Kumpulan Informasi Hukum

Batalnya Perkawinan dan Pengajuan Gugatannya

Hai Pembaca Setia, Kali ini Tabir Hukum akan membahas mengenai batalnya perkawinan dan siapa-siap saja yang berhak mengajukan gugatannya.


1. Dapat Dibatalkannya Perkawinan

Pada dasarnya suatu perkawinan dikatakan batal (dibatalkan), jika perkawinan tersebut tidak dapat memenuhi syarat-syarat sesudah diajukannya ke pengadilan. Di dalam Pasal 85 KUH Perdata berlaku asas pokok, bahwa tidak ada suatu perkawinan menjadi batal karena hukum. Pernyataan batalnya suatu perkawinan yang bertentangan dengan UU diisyaratkan adanya keputusan pengadilan; keputusan yang demikian hanya boleh dijatuhkan di dalam hal-hal yang diatur oleh UU dan atas gugatan dari orang-orang yang dinyatakan berwenang dalam hal tersebut.

Menurut Hukum Islam, suatu perkawinan dapat batal (fasid). Suatu akad nikah dikatakan sah, jika di dalam akad nikat tersebut telah dipenuhi segala rukun dan syaratnya. Jika suatu akad nikah kurang salah satu atau beberapa rukun atau syarat-syaratnya, maka disebut sebagai akad niah yang tidak sah.

Jika tidak sahnya suatu akad nikah terjadi karena tidak dipenuhinya salah satu di antara rukun-rukunnya, maka akad nikah tersebut itu batal. Jika di dalam akad nikah tersebut salah satu saja di antara syarat-syarat itu tidak dipenuhi, maka akad nikah itu adalah fasid.

Pasal 22 UU Perkawinan menentukan bahwa perkawinan dapat dibatalkan jika para pihak tidak memenuhi syarat-syarat untuk melangsungkan perkawinan. Dalam hukum islam dikenal berbagai larangan perkawinan (nikah) yang tidak boleh dilanggar, antara lain :
1. Adanya hubungan keluarga yang dekat.
2. Derajat dari calon suami yaitu lebih rendah dari calon isteri.
3. Seorang wanita nikah lagi di dalam masa tunggu.
4. Seorang wanita yang masih di dalam keadaan kawin, kawin lagi dengan pria lain.
5. Seorang suami yang beristrikan empat orang, ia kawin lagi dengan isteri yang kelima.

Jika larangan tersebut dilanggar, maka perkawinan dapat menjadi batal atau dapat dibatalkan (difasidkan).



2. Alasan Untuk Menuntut Batalnya Perkawinan dan Orang-Orang yang Berhak Menuntut Batalnya Perkawinan

UU menentukan alasan-alasan untuk menuntut batalnya perkawinan, antara lain : (1) adanya perkawinan rangkat; (2) tidak adanya kata sepakat oleh pihak-pihak atau salah satu pihak; (3) adanya kecakapan untuk memberikan kesepakatan; (4) belum mencapai usia untuk melangsungkan perkawinan; (5) keluarga sedarah atau semenda; (6) perkawinan antara mereka yang melakukan overspel; (7) perkawinan ketiga kalinya antara orang yang sama; (8) tidak adanya ijin yang diisyaratkan; (9) ketidakwenangan pejabat catatan sipil; dan (10) perkawinan dilangsungkan meski ada pencegahan.

a.
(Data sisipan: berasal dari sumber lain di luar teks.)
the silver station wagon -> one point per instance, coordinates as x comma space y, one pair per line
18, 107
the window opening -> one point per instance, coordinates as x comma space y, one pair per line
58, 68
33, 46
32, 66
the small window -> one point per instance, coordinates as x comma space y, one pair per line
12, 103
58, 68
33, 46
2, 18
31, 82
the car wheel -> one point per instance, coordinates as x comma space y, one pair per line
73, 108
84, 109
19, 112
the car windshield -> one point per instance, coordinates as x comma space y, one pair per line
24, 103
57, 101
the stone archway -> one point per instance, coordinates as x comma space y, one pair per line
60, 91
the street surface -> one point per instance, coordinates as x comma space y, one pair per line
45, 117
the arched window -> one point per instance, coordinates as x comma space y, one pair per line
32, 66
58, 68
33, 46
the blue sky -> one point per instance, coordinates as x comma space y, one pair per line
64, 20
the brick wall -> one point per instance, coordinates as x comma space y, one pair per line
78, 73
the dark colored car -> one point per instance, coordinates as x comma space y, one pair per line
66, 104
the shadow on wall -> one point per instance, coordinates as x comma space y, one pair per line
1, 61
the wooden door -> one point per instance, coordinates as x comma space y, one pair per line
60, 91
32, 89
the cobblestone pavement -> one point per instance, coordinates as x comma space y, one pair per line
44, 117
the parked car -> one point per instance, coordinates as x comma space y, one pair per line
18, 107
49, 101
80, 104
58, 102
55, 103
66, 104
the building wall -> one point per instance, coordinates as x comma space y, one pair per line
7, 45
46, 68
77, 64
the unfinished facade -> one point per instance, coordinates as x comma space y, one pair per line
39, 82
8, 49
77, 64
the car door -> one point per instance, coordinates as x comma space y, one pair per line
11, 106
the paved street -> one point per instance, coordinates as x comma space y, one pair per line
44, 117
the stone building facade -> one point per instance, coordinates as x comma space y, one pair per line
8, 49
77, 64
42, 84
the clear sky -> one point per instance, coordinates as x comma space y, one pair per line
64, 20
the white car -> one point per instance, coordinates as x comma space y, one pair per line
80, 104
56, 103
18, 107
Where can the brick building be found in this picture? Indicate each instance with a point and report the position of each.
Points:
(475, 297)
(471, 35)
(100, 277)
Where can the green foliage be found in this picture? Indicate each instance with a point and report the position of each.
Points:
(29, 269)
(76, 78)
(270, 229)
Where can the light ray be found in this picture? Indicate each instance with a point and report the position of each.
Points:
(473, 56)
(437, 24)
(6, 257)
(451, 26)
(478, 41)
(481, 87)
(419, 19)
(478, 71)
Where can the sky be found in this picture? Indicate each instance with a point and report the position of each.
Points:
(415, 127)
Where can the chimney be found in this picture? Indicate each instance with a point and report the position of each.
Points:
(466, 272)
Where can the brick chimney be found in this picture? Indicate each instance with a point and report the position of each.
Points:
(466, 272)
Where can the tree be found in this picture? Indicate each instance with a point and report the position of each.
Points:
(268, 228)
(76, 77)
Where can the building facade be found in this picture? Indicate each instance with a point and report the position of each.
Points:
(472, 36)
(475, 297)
Adanya perkawinan rangkap
Jika perkawinan terdahulu itu dibubarkan karena suatu sebab, maka harus diputuskan terlebih dahulum. Karena sebelum adanya putusan mengenai pembatalan perkawinan pertama, dan sudah dilakukan lagi perkawinan yang kedua, maka perkawinan yang terakhir ini (perkawinan rangkap) dapat dinyatakan batal. Pembatalan adanya perkawinan rangkap dapat dimintakan oleh : (1) orang tua; (2) semua anggota keluarga sedarah di dalam garis lurus ke atas; (3) saudara-saudaranya; (4) curatornya; dan (5) kejaksaan.

b. Tidak adanya kata sepakat dari pihak-pihak (salah satu pihak)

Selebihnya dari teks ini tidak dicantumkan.